I believe if a systems uptime is high the application and OS are functioning pretty good, and it also depends on the service level agreement i.e. 24x7 etc.. therfore we should have relevant scripts running on the servers to monitor for rogue procesess, disk usages etc.. , or unless we are applying a patch which requires a reboot and if we have internal predict modem which is locked and to unlock we have to reboot the server .
If we do have a problem on the server the easiest option is to reboot , but I believe we must avoid this unless necessary and find out the source of the problem ( how many times do we reboot ,)
We must monitor the system at all times and be proactive .
A well managed (read: a busy cron system) HP-UX system can run for years without a reboot. I have run a mail server with 500 users for about 7 years, the longest time between reboots was 3 years.
Zombies are caused by bad programming so when they occur, I look to the owner of the processes to fix their code. Log files always have to be trimmed, runaway procsses must be monitored for CPU time and/or RAM, and so on.
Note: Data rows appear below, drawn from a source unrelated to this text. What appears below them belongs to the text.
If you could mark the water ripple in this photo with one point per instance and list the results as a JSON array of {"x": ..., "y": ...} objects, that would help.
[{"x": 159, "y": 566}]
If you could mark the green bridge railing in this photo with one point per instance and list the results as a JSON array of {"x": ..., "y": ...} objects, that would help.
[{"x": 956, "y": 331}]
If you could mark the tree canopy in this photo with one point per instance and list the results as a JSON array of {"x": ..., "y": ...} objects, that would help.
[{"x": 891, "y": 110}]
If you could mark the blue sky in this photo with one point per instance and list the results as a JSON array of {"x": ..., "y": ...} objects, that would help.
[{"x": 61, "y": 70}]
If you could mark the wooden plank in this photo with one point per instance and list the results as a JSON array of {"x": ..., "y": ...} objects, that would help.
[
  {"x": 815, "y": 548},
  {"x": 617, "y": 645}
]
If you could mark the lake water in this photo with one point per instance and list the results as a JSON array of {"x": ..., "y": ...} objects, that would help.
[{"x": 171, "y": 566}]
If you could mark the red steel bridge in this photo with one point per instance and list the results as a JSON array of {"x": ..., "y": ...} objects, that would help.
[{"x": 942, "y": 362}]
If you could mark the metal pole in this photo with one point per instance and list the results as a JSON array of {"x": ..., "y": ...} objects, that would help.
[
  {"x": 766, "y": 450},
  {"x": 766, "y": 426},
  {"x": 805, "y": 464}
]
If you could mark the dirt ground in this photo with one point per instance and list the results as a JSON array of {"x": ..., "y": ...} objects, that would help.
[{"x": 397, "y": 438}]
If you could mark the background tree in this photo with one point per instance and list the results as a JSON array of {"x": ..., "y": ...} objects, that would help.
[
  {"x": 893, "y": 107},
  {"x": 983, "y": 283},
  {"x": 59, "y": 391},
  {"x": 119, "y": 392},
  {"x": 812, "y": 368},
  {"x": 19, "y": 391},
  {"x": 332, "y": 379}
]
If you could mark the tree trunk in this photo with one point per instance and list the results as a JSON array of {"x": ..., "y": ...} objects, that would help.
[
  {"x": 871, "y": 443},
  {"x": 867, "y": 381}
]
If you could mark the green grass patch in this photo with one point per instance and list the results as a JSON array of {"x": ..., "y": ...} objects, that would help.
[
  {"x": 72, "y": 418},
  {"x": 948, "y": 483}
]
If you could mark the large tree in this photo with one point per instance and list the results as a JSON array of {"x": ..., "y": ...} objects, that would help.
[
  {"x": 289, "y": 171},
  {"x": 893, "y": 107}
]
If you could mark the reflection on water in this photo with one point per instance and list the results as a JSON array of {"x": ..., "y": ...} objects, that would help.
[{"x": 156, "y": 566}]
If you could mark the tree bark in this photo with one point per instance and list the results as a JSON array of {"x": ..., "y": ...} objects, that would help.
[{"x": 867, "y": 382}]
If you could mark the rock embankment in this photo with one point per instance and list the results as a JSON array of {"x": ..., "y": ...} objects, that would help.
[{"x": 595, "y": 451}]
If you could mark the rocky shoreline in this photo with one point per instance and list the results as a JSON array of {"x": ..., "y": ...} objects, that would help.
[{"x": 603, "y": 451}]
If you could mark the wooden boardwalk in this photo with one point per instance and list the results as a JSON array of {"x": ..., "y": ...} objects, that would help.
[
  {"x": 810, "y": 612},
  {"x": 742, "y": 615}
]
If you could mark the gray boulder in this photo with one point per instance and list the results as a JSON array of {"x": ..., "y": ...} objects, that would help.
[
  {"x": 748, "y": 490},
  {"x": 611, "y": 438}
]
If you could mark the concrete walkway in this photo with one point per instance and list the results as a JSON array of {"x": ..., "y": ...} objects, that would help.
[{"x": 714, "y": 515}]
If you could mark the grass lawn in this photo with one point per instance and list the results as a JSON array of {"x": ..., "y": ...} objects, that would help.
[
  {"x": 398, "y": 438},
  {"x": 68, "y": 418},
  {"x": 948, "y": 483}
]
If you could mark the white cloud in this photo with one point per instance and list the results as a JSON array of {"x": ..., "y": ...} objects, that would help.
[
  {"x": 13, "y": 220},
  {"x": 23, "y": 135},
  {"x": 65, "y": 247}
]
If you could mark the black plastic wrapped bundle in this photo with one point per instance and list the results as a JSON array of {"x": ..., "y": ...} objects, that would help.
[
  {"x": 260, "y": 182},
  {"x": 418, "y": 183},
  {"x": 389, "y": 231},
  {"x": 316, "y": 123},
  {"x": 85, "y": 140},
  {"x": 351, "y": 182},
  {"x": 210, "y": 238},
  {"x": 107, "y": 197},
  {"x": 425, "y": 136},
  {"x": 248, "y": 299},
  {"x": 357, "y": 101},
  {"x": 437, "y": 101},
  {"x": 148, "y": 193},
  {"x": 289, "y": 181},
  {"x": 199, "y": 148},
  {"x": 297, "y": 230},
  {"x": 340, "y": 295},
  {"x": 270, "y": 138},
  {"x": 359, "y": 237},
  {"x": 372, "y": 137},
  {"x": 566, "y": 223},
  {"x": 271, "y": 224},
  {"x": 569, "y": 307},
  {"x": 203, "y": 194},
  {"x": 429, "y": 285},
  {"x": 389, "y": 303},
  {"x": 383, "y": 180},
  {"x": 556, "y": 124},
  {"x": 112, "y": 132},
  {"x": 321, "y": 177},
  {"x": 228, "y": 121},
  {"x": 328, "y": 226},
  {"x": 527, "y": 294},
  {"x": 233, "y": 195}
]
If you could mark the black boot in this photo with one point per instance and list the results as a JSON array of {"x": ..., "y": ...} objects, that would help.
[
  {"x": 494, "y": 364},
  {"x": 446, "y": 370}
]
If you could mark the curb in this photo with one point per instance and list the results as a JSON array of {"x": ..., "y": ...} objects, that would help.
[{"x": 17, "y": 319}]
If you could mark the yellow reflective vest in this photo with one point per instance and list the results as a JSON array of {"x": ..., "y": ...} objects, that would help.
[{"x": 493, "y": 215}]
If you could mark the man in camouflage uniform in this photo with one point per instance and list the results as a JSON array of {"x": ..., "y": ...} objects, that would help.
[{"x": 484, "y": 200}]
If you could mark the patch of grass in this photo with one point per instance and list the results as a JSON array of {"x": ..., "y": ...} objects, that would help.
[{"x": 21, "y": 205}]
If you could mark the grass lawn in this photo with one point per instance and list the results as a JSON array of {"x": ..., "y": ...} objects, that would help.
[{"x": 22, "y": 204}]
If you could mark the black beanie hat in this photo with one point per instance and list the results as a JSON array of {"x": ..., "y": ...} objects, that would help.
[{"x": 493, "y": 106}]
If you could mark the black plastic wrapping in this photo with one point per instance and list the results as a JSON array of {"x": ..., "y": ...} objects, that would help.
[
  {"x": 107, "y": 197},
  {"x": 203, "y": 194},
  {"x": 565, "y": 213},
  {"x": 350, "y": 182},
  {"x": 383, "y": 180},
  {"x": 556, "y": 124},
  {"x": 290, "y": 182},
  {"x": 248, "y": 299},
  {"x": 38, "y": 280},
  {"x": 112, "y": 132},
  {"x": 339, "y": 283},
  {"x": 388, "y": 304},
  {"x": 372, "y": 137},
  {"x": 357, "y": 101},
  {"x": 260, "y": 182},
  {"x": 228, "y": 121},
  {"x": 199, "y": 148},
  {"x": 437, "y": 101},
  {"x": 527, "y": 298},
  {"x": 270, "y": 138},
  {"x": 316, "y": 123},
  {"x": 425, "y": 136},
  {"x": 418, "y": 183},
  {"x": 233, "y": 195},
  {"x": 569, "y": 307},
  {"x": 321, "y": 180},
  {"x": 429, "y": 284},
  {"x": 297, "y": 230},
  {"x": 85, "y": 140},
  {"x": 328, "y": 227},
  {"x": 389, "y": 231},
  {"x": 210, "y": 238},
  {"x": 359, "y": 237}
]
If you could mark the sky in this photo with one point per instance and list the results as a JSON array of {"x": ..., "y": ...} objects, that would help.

PC users have created more problems for Unix sysadmins because they tend to crash and leave orphaned processes (especially Xwindows) which consume CPU time *AND* LAN bandwidth. Unfortunately, there are no unique characteristics that identify an orphaned Xwindow process so I look for CPU accumulation over several time periods and filter out root and other special user processes.
Essentially, I look for repetitive tasks that require intervention and write a cron script/program to take care of the problem. 24x7 is not that unusual but most of the machines have very limited tasks and logins. That makes sysadmin easier too.
I see that I am one of the fortunate few that has the luxury of a two hour window in the evening on a daily basis for system maint.
I have to give credit to my DBA for that!
As we are not a 24x7 shop (yet) I have decided to reboot the system monthly on the first Sunday. We run Informix and Peoplesoft and this combination can take its toll on the system so the periodic reboots should make my life a bit easier.
Man did you get some varied responces to that question, or what? I just wanted to add two cents and give my spin on the subject. I boot my two K370s weekly on Saturday at 18:00 with a cron command. I have a text pager the I send a message to through a mailx in the script when the machine comes down and then back up. This is also handy if the machine should boot after hours for some reason. The cron job looks like
1 18 * * 6 /usr/sbin/shutdown.sh >> /dev/null 2>&1
one minute after, 6 PM, all days, all month days, Saturday, the pipe kills the output.
The script shutdown.sh contains
/usr/sbin/shutdown -r -y now
/usr/bin/mailx -s "ServerX is comming down" pager#@something.somewhere.com
< /dev/null
run the shutdown command with the -r, reboot option -y, to continue and now! Run a script during boot to send the message:
/usr/bin/mailx -s "ServerX is up" pager#@something.somewhere.com
< /dev/null
This could be an email address as well. Hope this helps!